Наконец он выключил свет и пошел в гостиную. Кинг Табби доиграл, свет был выключен. Он услышал, как Карен зовет его из своей комнаты. Он остановился перед прикрытой дверью и почувствовал, что его уверенность куда-то испарилась. Это все его бесконечные размышления, жаль, что у него было время подумать и пофантазировать. А потом он оказался за дверью, приглушенный свет, мягкая и теплая атмосфера, и эта девушка стояла перед ним без одежды. У Уилла даже не было времени разглядеть ее как следует, потому что она в тот же момент прижалась к нему, доказывая, что все это не было жестоким розыгрышем.

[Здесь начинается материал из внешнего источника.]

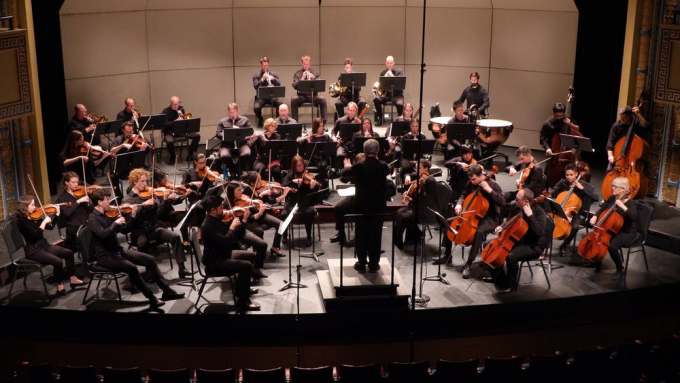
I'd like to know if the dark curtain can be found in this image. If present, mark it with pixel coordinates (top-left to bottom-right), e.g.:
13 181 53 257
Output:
572 0 628 168
32 0 67 194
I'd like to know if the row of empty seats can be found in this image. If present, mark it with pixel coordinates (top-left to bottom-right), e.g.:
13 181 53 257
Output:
9 336 680 383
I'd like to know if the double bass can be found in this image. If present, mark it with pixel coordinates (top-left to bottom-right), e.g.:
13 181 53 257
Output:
446 166 498 246
602 91 652 200
578 185 637 262
546 86 590 186
482 192 548 269
548 168 588 239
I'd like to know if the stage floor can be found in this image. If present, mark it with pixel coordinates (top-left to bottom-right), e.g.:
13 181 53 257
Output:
0 147 680 315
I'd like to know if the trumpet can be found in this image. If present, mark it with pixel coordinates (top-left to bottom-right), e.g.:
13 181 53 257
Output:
328 81 347 98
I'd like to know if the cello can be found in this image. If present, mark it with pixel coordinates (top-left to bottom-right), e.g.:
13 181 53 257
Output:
548 164 588 239
602 91 652 200
446 166 498 246
546 86 590 186
578 185 637 262
482 192 548 269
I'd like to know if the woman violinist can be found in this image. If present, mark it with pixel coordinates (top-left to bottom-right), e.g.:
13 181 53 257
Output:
224 181 272 278
550 164 598 257
16 196 85 295
55 171 93 254
487 189 552 292
248 118 281 182
59 130 110 184
281 156 320 247
590 177 639 280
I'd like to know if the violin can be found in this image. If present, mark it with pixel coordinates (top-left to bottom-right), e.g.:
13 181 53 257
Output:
482 192 548 269
401 172 430 205
549 171 585 239
578 185 637 262
446 166 498 246
28 202 71 221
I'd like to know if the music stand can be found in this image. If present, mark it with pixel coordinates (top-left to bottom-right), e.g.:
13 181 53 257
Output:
560 133 595 153
390 121 411 137
222 128 255 142
401 140 437 158
378 76 406 98
340 72 366 101
264 140 297 164
279 204 307 291
340 124 361 142
276 124 302 140
352 137 390 157
298 79 326 126
444 124 477 144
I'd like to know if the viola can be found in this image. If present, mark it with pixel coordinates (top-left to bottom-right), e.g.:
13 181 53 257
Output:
549 172 585 239
602 92 652 199
482 192 548 269
401 172 430 205
28 202 71 221
446 166 498 246
578 185 637 262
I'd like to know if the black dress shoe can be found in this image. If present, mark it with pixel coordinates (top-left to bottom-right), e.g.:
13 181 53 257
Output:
177 269 196 278
149 296 165 309
161 289 184 301
330 232 345 243
236 299 260 311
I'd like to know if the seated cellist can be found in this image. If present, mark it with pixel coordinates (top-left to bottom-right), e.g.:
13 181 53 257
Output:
445 164 505 279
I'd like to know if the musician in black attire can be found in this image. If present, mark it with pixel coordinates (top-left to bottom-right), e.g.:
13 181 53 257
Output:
54 171 92 254
335 58 366 118
276 104 298 125
458 72 491 118
16 195 85 295
281 156 321 247
248 118 281 182
161 96 201 165
394 159 437 249
123 169 191 278
253 56 281 128
540 102 580 157
344 141 390 273
201 196 260 310
444 164 506 279
444 101 470 160
491 189 552 292
607 106 648 172
505 146 546 206
88 189 184 308
444 145 477 202
331 101 360 169
290 56 326 122
116 97 140 135
65 104 107 149
590 177 640 280
373 56 404 126
550 164 598 257
215 102 252 177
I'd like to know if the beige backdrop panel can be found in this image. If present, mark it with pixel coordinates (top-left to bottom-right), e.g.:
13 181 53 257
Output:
66 73 151 124
491 10 578 73
146 9 233 70
320 6 405 64
234 7 320 66
61 11 149 79
146 0 232 10
406 7 495 67
151 68 234 141
489 69 573 150
59 0 147 15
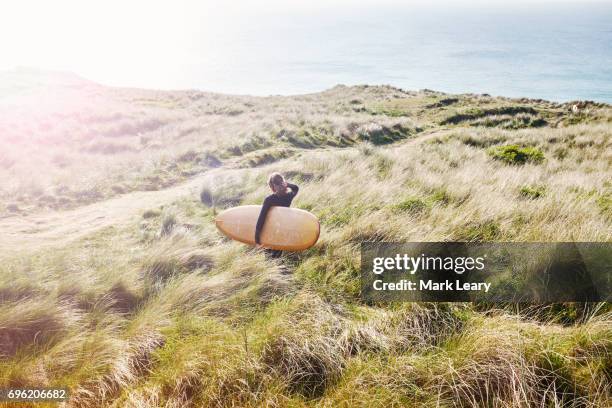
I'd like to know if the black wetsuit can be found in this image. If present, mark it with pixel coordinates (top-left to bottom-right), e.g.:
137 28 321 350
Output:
255 183 299 256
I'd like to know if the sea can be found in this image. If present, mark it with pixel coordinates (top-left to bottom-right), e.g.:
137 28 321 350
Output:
9 0 612 102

Спустя час, Уилл разглядывал узоры от отсветов уличного фонаря на занавеске и дальней стене комнаты. Он играл в ту же игру, в которую играл ночами еще ребенком, когда не мог уснуть, пытался вообразить какие-то картины на ткани или на обоях. Карен спала, глубоко дыша. Положив правую руку ему на грудь и прижавшись грудью к его боку. Он ощущал собственную значимость. Нет способа описать это, просто это была лучшая ебля в его жизни, впрочем, с другой стороны, это была вовсе не ебля. Так не пойдет, это надо описывать по-другому. Заниматься любовью, вот что это было. Как и сказала Карен. На самом деле такое случилось в первый раз со времен Бев, но гораздо лучше. Признаться честно, он на самом деле никогда не удовлетворял Бев. Он хотел поговорить с ней об этом, но так и не нашел нужных слов, чтобы затронуть эту тему. Просто чувствовал себя никчемным, но посчитал, что все не так уж и плохо, ведь ей, казалось бы, временами нравилось. Она никогда не жаловалась, ничего подобного. Ни разу не сказала ему ни слова.
А с Карен они просто слились воедино. Он чувствовал ее спазмы, и слышал ее стоны, и посчитал, что все было сделано правильно. Он на это надеялся, почему-то зная, что все получилось, что они занимались любовью. Может, это и есть любовь. Не столько сам секс, сколько чувство. Уилл не знал ничего о любви, не хотел загадывать так далеко наперед. Он становится сентиментальным. Ведет себя как тряпка. Нужно держать себя в руках и не слишком распускаться, просто плыть по течению и надеяться, что все обернется наилучшим образом. Карен слегка подвинулась, что-то прошептав во сне. Прижалась еще теснее. Он чувствовал себя великолепно. В самом деле был счастлив.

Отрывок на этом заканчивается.